言葉を使って意思表示することのできないレオンに対して、なんて酷いことをしてしまったんだろう。
いつもはもふもふしてて可愛いって言って可愛がってるクセに、身勝手もいいとこだ。
私は大慌てでレオンのことを抱き上げ、ぎゅうっと胸に掻き抱き。
「レオン、ごめんね。吃驚したよね。怖かったよね。本当にごめんね」
もふもふしたアッシュグレーのふわふわの毛に顔を埋め、幾度も幾度も謝罪を繰り返す。
そんな私に対してレオンは、いつもと変わらず、「クゥン……クゥン」といつもの甘えた鳴き声を出しつつ、頭や身体を擦りつけてきたり、私の顔や身体の至る所をペロペロし続けてくれていた。
そんなことがあったものの……。
それから数日が経った今でも、レオンは相も変わらず私に酷く懐いてくれていて、以前と何も変わらない日々が続いていた。
けれどその日を境に、私の睡眠不足は加速することになる。
あの淫夢は毎晩のように見るし、これまで同様、レオンとは寝床が一緒なのだ。
そりゃ無理もないだろう。
そんなわけで、先輩に瓜二つの王子様とレオンによって、淫夢のなかで毎晩翻弄されていた私の睡眠不足は、少しも解消されることなく、日増しに酷くなっていった。
先輩と瓜二つの王子様とレオンとに翻弄される淫夢を見るようになってから十日ほどたった頃だろうか。
ーー睡眠不足くらいで休んでなんかいられない。昼間のうちに身体を動かしていたら、そのうち疲れて深い眠りにつけるだろう。
そうやって自分に言い聞かせ、睡眠不足のせいでクラクラする頭とフラフラと覚束ない足取りで薬草探しと下着の開発とに勤しんでいた。
そんな私は、薬草探しの途中、とうとう睡眠不足が祟って、湖の畔の大きなモミの木の根元で倒れてしまう。

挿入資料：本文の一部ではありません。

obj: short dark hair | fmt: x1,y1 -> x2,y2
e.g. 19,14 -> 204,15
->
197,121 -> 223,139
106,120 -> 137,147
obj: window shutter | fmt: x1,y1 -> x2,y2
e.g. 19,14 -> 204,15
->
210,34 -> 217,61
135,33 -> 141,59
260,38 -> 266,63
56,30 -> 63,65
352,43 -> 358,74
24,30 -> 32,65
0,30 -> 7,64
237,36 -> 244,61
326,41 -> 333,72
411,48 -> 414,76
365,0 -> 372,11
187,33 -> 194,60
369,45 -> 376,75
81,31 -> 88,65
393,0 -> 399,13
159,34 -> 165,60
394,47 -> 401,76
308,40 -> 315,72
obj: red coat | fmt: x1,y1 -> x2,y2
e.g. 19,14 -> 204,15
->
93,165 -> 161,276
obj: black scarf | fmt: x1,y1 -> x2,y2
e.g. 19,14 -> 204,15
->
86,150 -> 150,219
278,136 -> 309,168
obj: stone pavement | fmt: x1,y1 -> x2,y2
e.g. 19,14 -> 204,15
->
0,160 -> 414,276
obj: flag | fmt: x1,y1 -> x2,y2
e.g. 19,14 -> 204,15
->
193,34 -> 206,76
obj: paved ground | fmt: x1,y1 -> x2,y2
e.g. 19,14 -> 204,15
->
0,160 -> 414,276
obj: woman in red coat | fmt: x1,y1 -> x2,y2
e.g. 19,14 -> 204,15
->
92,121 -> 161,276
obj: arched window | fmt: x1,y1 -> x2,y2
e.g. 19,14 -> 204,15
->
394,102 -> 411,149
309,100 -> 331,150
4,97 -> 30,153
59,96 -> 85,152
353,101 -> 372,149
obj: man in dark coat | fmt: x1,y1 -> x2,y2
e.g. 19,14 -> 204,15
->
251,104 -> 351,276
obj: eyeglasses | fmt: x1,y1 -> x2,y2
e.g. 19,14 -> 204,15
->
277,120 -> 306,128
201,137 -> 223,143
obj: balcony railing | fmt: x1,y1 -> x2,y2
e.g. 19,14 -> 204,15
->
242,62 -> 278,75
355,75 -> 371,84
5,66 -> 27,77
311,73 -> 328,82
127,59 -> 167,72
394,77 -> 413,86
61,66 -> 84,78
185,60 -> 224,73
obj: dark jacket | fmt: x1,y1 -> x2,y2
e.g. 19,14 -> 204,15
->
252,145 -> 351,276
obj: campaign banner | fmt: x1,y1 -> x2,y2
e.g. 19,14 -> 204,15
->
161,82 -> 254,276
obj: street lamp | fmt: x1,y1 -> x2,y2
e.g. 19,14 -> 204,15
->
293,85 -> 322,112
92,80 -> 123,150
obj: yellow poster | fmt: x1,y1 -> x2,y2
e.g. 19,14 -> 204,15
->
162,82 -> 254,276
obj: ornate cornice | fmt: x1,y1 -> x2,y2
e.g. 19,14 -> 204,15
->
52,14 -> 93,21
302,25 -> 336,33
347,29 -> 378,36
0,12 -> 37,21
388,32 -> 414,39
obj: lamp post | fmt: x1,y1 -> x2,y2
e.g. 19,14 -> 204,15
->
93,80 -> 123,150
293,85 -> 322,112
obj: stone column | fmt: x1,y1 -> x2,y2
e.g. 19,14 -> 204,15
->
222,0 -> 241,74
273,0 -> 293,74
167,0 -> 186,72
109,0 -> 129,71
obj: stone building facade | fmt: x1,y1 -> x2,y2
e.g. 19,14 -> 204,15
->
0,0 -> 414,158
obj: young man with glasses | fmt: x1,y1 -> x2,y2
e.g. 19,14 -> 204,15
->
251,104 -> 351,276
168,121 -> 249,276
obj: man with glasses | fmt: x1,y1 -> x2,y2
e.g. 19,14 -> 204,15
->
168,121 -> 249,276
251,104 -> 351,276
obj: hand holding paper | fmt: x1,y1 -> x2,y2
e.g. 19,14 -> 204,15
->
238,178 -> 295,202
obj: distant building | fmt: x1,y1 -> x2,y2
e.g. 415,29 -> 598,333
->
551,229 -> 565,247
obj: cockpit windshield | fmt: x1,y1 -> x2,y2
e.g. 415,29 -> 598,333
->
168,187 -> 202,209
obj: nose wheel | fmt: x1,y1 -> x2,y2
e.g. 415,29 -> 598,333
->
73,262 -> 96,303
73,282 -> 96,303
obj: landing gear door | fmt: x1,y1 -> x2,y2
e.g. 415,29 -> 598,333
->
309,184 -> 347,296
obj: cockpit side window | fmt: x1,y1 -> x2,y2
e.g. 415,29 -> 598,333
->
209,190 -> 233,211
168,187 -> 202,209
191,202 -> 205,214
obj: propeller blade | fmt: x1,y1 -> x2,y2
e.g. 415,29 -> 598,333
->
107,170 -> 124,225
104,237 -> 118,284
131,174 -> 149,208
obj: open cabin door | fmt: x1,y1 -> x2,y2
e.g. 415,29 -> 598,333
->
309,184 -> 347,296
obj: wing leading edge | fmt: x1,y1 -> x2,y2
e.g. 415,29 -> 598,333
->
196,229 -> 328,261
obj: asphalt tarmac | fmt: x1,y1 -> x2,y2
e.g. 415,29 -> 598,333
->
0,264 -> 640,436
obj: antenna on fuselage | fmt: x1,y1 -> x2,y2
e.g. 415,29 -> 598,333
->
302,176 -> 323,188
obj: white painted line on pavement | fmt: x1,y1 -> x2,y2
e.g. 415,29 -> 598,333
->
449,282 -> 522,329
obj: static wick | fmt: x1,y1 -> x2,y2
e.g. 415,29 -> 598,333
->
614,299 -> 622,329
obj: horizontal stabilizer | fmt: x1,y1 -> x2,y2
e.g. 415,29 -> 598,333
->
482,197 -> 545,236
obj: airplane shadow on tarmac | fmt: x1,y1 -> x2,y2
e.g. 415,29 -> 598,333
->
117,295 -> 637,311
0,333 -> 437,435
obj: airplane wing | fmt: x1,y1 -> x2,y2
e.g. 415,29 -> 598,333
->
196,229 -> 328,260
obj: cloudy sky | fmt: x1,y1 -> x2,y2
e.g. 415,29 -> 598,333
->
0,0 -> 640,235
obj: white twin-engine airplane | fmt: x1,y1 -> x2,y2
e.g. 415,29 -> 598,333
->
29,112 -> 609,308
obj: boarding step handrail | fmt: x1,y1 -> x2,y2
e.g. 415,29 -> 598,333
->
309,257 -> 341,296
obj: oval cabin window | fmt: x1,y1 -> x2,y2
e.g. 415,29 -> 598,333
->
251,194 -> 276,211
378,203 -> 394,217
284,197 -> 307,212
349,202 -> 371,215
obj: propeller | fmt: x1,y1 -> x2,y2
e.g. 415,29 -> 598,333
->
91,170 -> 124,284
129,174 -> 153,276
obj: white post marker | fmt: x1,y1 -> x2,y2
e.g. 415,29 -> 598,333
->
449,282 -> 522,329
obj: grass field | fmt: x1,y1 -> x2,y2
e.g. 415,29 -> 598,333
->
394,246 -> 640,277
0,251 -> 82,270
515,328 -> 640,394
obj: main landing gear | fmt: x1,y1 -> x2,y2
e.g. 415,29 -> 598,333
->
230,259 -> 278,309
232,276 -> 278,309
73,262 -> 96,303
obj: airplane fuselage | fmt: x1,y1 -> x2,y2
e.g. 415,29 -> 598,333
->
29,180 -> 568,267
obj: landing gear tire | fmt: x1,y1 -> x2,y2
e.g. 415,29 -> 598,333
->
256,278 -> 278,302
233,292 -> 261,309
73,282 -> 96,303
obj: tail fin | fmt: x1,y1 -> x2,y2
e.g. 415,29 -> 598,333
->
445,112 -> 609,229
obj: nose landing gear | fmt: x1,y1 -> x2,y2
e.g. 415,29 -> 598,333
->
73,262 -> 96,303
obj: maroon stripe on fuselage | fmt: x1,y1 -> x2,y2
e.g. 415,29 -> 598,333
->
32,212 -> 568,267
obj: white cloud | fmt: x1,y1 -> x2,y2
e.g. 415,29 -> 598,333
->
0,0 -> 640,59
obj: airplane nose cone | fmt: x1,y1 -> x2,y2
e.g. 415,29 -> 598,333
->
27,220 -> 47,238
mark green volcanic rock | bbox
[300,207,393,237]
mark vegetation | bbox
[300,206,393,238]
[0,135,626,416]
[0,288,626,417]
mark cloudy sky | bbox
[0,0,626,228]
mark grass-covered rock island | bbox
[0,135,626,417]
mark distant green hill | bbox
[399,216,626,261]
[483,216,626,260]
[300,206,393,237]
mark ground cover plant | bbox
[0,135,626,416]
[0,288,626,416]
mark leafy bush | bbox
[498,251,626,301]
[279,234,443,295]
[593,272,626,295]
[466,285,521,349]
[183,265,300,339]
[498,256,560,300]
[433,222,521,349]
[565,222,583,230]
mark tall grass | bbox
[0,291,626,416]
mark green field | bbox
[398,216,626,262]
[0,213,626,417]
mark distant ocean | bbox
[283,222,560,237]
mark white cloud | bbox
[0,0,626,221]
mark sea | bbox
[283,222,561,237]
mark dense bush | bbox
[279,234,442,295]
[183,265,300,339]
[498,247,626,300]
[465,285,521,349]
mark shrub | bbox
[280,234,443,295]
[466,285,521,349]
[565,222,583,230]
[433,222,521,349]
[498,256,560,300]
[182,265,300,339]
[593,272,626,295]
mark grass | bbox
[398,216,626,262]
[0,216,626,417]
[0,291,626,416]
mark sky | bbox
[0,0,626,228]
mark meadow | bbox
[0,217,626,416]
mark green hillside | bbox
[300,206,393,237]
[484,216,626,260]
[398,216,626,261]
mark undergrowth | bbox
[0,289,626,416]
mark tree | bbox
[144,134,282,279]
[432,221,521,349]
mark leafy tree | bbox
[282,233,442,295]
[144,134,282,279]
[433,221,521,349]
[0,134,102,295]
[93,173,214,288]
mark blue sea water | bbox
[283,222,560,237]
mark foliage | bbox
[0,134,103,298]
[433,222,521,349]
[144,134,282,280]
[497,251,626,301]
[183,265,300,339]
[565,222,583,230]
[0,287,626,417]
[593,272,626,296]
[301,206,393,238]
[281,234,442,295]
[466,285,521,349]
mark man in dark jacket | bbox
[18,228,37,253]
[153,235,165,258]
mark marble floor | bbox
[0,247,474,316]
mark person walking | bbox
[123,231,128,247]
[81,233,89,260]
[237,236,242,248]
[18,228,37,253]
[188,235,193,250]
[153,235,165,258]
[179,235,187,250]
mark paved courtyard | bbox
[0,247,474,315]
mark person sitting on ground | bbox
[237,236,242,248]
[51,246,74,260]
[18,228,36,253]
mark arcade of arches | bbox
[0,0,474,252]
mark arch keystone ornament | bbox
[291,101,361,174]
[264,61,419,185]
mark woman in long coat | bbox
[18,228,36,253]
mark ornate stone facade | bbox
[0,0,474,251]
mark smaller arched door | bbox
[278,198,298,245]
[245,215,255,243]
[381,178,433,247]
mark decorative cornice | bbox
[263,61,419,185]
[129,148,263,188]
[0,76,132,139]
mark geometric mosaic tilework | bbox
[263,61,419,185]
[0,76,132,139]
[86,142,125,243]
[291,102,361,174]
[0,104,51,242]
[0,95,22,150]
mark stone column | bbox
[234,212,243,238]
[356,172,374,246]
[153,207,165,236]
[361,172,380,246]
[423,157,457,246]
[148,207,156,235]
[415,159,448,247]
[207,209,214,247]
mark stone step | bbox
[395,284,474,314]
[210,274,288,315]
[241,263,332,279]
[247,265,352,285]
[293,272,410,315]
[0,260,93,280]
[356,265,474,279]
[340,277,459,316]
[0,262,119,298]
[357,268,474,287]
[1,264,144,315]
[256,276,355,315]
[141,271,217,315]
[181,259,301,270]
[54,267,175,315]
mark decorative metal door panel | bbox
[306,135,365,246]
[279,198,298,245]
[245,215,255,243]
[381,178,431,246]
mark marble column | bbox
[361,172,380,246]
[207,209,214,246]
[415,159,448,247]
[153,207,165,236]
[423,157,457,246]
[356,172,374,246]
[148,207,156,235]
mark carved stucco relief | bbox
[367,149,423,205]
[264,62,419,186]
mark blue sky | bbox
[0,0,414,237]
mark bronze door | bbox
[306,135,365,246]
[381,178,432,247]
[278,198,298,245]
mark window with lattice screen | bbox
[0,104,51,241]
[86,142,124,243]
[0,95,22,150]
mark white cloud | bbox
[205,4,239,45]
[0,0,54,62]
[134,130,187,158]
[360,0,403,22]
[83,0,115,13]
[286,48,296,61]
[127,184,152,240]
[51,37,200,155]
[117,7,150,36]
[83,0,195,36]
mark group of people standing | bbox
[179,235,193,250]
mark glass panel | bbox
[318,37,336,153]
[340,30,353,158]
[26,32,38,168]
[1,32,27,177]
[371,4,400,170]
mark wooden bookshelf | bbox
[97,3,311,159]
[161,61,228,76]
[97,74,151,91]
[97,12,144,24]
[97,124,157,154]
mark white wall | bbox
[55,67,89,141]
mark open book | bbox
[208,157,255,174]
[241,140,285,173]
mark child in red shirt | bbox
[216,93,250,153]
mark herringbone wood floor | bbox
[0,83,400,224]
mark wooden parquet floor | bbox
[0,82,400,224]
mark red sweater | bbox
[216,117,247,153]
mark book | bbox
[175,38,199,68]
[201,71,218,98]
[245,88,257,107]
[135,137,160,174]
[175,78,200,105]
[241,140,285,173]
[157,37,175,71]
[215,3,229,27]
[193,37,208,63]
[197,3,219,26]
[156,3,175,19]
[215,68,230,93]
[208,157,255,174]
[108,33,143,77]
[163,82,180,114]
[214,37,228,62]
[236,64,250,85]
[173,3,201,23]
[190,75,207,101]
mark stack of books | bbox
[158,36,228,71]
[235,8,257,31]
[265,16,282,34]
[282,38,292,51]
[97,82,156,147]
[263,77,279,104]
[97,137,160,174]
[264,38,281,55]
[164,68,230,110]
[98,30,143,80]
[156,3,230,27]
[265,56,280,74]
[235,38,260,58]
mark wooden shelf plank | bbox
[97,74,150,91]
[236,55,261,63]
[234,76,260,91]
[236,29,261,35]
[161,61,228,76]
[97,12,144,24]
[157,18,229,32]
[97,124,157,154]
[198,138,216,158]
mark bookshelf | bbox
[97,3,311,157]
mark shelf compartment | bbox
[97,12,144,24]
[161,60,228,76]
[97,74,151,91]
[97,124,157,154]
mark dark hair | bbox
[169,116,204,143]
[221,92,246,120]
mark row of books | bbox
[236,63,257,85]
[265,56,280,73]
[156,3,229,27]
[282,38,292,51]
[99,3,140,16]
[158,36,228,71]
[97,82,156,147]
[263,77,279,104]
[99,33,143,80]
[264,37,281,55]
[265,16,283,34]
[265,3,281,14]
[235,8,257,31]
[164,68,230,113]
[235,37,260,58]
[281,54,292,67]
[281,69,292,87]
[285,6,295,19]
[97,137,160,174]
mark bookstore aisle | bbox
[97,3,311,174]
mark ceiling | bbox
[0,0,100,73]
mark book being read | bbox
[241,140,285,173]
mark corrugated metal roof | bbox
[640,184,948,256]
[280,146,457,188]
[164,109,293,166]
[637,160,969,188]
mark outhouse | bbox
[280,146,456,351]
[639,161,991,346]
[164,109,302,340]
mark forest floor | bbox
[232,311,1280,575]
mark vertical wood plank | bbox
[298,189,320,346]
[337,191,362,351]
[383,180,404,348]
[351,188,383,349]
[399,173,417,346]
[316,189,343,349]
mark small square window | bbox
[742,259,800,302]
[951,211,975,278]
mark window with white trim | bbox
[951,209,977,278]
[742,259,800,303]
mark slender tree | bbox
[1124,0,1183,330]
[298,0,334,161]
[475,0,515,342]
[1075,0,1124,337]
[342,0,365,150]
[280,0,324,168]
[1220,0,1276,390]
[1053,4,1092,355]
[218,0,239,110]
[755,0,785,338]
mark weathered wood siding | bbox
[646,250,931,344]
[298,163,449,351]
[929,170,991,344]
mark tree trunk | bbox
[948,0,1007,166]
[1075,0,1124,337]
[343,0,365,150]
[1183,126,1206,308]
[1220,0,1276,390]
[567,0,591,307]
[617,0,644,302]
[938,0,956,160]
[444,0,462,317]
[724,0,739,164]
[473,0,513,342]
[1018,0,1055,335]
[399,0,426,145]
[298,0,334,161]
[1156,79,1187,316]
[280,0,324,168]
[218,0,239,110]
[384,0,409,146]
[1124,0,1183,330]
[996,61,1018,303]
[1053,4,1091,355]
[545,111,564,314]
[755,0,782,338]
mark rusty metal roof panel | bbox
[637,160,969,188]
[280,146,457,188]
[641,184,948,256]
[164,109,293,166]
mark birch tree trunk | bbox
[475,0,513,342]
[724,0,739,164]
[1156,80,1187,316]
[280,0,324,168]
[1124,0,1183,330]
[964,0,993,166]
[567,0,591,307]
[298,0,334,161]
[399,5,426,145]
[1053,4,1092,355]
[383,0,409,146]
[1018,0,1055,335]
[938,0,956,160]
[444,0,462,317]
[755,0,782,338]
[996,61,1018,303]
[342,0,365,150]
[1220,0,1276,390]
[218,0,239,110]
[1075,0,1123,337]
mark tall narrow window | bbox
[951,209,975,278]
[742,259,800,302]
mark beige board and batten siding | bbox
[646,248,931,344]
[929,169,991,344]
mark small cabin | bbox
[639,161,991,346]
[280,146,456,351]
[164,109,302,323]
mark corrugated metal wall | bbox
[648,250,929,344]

この頃にはこちらの世界にもずいぶんと慣れてきて、薬草探しは一人でするようになっていた。なので。
ーーフェアリーを呼ばなくちゃ。
意識が遠のいていく狭間でそんなことを思っていると、頬にもふもふとしたレオンの身体が触れる感触がしたのを最後に、私は深い深い眠りへと誘われていったのだった。
『ノゾミ、しっかりして。ねえ、ノゾミ!? ノゾミッ!?』
そうして心地のいい深い眠りに落ちていく狭間で、夢に出てくるあの王子様のまるで砂糖菓子のように甘やかな声音で、名前を呼ばれていたような、そんな気がした。